B.C., for its part, is threatening to revive the provincial force it dismantled in 1950.

Peter Fassbender, mayor of the City of Langley and co-chair of a committee of Lower Mainland mayors who have the Mounties as their police force, said re-creating a new provincial force would be a "huge" challenge with daunting costs. "Do we want to do it? No. Are the costs significant? Yes. But we're not prepared to sign a 20-year blank cheque."

The dispute comes at a time when the RCMP is plagued by structural problems that were aired by an auditor-general's report over the summer. It found that, to balance the books, the force had cut back on what were once its priorities, including investigations into drug trafficking and white-collar crime. A data hub, relied on by police forces across the country for DNA, forensic and criminal-history information, was so backed up that it would sometimes take up to three years for a routine update to be made into a file.

Internecine struggles have beset the upper ranks in recent years, with a revolt by senior officers against the leadership of Commissioner William Elliott. A career civil servant with no policing experience when he was appointed to lead the RCMP in 2007, Mr. Elliott announced he would step down earlier this year, but the Harper government has yet to name his replacement.

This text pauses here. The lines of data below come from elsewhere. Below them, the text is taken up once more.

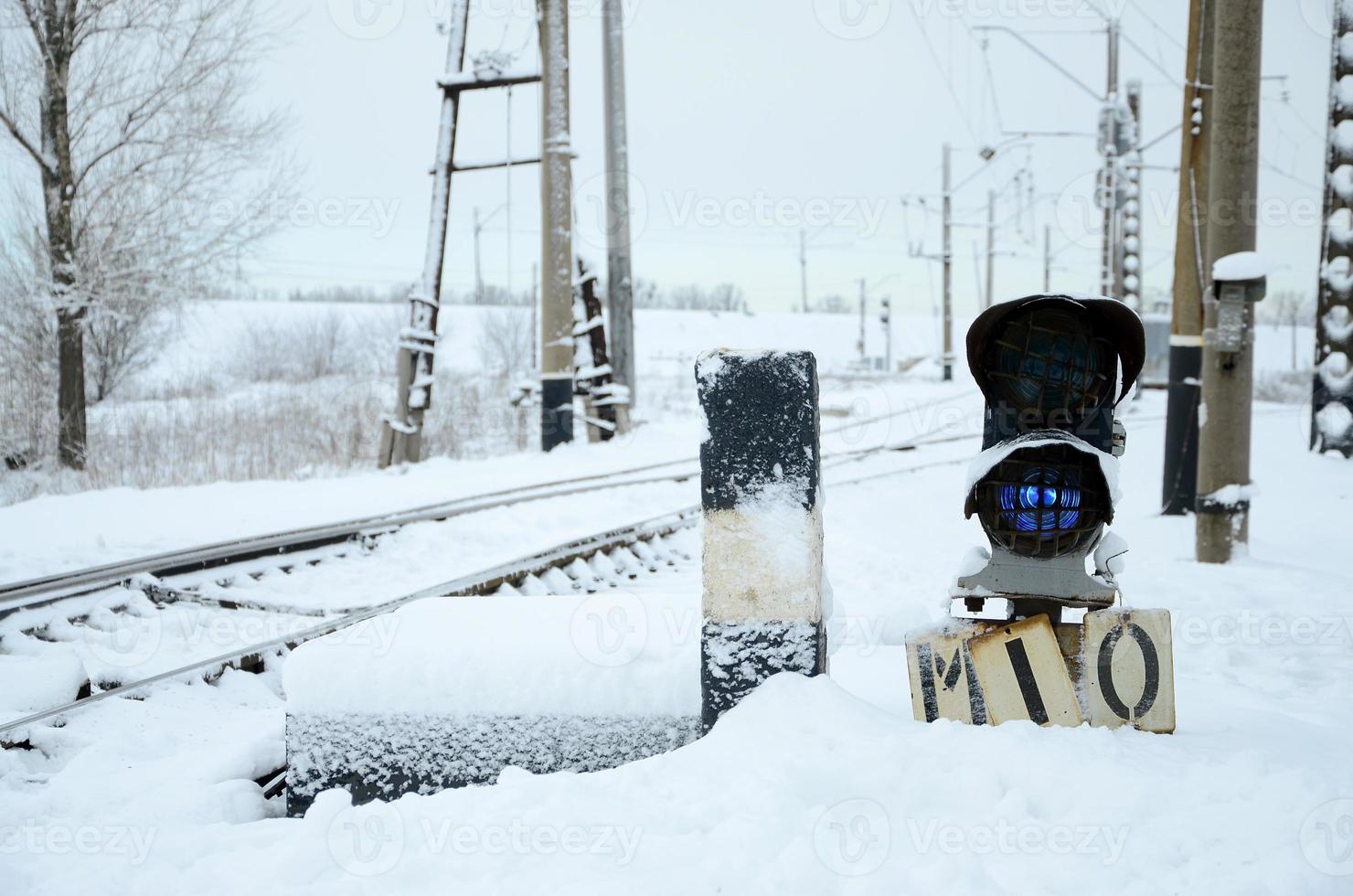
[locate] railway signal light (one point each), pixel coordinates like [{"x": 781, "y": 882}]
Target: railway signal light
[{"x": 1051, "y": 369}]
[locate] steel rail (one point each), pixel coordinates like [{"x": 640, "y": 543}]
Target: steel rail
[
  {"x": 482, "y": 582},
  {"x": 37, "y": 592}
]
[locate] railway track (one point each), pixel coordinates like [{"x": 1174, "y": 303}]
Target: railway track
[
  {"x": 626, "y": 551},
  {"x": 288, "y": 549}
]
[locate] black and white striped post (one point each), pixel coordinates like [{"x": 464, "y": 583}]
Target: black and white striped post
[{"x": 761, "y": 464}]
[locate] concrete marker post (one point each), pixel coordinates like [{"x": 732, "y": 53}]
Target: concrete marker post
[{"x": 761, "y": 489}]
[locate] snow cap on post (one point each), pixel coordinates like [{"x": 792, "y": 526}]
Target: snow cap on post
[{"x": 761, "y": 465}]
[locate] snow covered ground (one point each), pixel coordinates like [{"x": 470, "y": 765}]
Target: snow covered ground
[{"x": 814, "y": 786}]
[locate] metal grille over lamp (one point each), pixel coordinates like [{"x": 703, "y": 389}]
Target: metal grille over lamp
[
  {"x": 1048, "y": 363},
  {"x": 1051, "y": 369},
  {"x": 1043, "y": 502}
]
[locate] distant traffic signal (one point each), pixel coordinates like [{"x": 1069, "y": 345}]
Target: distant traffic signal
[{"x": 1051, "y": 368}]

In Ottawa, a source said Wednesday that officials are waiting for a clear list of demands from the B.C. government to resume negotiations.

Ms. Bond disputed that, saying the province submitted a proposal in July and has sent several letters to Mr. Toews.

As Mr. Toews talked tough in the House on Wednesday, his cabinet colleague from British Columbia, Heritage Minister James Moore, seemed to be trying to smooth the friction.

"The gulf here … is actually not that wide. We're prepared to work with them on a solution," Mr. Moore said.

"The question is the governance question about unexpected increased costs over the span of a 20-year agreement."

Mr. Moore is to address the gathering of municipalities in Vancouver on Friday. B.C. Premier Christie Clark, who has yet to speak to the issue, will deliver a keynote speech on municipal affairs after Mr. Moore.